The findings could expand the pool of transplantable kidneys by 25 to 30 percent, said Dr. Giuseppe Remuzzi of the Mario Negri Institute for Pharmacological Research in Bergamo.
In the United States alone, 80,000 people are on the waiting list for a transplant and are instead receiving dialysis, which is much more expensive.
The Remuzzi team, reporting in the New England Journal of Medicine, found that better-scoring kidneys lasted at least two years in 91 percent of the recipients, even if the donors were aged 60 and older.
That's the survival rate for kidneys from younger donors, he said.
The recipients received one kidney if tissue samples from each donated organ scored a 0 to 3 on a 12-point health scale. Pathologists examined blood vessels, connective tissue and other structures in the kidneys.
Zero was the healthiest score. When the kidneys each scored a 6 or less, both were transplanted into the same recipient. Less-healthy kidneys were discarded.
"The idea was, you have to look at what you are transplanting," Remuzzi said in a telephone interview.
The tissue sample took about 15 minutes to evaluate and was taken as the kidney was removed from the cadaver.
Without such an evaluation, an age difference of 10 years can make a big difference in the success rate of a transplant.

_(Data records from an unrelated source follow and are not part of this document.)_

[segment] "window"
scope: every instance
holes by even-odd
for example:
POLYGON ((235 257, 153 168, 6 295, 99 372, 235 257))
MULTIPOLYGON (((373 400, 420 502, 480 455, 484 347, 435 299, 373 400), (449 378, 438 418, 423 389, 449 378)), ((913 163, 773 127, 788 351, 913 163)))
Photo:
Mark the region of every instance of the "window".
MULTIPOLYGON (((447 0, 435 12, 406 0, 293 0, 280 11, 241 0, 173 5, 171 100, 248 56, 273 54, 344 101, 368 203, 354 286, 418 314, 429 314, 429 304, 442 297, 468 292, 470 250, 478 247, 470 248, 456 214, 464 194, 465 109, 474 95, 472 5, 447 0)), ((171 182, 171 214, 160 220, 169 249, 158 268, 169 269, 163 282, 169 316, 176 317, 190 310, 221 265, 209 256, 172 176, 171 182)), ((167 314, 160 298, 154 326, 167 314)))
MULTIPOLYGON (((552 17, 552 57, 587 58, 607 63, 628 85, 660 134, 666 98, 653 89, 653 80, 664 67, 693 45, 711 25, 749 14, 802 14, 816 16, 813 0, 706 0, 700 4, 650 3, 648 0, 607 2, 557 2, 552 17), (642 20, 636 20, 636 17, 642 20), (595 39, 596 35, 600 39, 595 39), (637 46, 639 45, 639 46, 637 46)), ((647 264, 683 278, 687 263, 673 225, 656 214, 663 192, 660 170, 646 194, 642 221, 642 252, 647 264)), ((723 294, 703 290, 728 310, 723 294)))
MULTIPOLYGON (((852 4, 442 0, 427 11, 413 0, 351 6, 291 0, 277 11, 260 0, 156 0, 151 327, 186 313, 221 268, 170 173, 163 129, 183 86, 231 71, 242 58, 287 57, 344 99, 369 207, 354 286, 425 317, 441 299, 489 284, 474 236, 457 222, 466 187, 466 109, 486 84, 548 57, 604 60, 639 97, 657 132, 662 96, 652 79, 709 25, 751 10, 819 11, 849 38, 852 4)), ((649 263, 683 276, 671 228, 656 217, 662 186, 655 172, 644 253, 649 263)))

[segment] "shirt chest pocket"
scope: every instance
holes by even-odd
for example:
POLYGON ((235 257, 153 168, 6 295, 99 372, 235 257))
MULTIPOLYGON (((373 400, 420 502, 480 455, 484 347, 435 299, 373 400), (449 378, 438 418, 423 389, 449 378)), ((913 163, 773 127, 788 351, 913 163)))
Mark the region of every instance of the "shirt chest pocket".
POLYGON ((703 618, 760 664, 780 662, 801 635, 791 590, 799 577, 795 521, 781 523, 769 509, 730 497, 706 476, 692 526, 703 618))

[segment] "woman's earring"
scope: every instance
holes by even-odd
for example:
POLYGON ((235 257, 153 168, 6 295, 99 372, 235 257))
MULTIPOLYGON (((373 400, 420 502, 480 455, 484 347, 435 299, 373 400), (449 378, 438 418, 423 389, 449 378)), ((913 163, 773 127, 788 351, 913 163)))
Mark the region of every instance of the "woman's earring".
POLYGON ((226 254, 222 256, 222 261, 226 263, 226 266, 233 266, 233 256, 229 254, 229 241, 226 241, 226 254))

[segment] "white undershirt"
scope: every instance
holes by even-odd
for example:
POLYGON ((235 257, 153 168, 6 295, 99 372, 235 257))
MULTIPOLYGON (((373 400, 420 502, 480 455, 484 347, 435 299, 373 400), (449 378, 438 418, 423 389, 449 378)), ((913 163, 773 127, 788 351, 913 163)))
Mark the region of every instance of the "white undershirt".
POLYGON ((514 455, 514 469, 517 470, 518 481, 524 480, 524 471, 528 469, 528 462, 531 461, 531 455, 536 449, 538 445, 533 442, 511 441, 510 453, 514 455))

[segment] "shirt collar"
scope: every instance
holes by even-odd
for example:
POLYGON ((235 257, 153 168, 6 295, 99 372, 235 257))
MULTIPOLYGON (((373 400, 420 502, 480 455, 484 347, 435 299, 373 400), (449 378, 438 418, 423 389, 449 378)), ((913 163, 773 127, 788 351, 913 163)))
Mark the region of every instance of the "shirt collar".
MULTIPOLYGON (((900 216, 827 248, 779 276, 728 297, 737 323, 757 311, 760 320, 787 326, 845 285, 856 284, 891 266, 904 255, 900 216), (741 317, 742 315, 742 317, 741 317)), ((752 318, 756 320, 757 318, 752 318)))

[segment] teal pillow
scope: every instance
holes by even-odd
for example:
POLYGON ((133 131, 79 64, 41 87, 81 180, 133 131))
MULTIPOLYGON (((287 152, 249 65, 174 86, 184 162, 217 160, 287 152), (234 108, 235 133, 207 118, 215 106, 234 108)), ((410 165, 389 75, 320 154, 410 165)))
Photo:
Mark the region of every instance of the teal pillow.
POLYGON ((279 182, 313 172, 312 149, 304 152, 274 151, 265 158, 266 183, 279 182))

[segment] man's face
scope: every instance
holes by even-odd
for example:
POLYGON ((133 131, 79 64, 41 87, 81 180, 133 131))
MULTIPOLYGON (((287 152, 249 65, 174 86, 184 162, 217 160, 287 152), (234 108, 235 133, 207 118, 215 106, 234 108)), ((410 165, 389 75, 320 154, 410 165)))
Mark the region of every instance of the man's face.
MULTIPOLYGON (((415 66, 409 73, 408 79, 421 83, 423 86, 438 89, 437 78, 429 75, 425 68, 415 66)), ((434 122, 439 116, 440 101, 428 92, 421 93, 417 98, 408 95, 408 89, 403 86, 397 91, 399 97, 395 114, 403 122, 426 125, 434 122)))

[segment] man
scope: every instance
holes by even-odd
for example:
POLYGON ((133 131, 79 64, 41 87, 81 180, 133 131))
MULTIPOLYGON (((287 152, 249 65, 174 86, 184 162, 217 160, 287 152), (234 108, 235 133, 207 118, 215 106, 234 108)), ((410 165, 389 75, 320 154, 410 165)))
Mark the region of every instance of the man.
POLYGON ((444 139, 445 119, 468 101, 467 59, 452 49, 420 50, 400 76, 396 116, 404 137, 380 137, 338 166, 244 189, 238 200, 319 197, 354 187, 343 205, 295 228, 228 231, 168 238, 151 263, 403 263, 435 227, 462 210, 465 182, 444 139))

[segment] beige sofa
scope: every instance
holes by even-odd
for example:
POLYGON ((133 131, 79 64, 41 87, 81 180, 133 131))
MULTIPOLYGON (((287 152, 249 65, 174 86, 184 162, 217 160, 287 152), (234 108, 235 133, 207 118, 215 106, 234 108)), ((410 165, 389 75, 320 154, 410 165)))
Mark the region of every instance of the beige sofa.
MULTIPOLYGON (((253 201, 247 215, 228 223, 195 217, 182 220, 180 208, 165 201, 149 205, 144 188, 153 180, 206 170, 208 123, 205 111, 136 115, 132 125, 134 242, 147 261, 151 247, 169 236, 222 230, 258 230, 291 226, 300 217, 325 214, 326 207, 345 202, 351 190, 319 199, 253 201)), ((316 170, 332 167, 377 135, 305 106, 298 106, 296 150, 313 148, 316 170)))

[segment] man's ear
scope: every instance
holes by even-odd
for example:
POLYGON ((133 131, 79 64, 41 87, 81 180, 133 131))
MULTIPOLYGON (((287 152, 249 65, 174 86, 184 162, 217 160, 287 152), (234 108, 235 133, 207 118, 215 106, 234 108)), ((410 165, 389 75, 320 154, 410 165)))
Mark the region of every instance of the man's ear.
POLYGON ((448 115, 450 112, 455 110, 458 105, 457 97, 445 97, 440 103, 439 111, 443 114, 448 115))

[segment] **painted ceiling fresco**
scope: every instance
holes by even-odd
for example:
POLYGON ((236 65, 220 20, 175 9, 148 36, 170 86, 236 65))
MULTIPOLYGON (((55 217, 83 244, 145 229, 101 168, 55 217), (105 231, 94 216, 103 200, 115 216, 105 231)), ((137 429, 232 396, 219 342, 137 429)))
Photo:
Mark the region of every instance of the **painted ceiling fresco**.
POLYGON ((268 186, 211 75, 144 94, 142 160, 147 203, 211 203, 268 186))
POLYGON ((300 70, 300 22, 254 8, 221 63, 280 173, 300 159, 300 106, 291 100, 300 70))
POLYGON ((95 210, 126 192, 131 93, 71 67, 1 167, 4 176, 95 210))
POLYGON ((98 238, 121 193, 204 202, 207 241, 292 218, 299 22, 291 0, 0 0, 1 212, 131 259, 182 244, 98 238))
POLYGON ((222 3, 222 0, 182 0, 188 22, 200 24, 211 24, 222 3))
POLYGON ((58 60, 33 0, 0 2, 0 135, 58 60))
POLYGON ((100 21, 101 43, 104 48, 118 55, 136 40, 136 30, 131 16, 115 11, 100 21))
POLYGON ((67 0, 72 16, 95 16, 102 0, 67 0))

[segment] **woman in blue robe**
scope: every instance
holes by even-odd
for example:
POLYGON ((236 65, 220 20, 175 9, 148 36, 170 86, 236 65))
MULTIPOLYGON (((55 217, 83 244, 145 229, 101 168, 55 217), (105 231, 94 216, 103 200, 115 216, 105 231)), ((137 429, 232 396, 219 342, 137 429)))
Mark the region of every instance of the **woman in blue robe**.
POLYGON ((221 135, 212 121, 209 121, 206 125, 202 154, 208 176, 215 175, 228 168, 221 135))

The United Network for Organ Sharing says the failure rate for a kidney from someone who is age 70 or older is 24 percent higher than it is for a kidney from someone age 60 to 69.
With the scoring system, the rates were the same whether the donor was in his 60s, or much older.
"With this approach, selection criteria might be extended to increase the number of available transplants without increasing the risk of premature graft failure among recipients of kidneys from older donors," the Remuzzi team wrote in a letter to the Journal.
Remuzzi said that at his institution older donors now account for nearly 45 percent of transplants.
In a second study in the journal, Dr. David Talbot and colleagues at Freeman Hospital in Newcastle upon Tyne in Britain found that using a machine to preserve kidneys from dead donors greatly helped them last and stay suitable for transplant.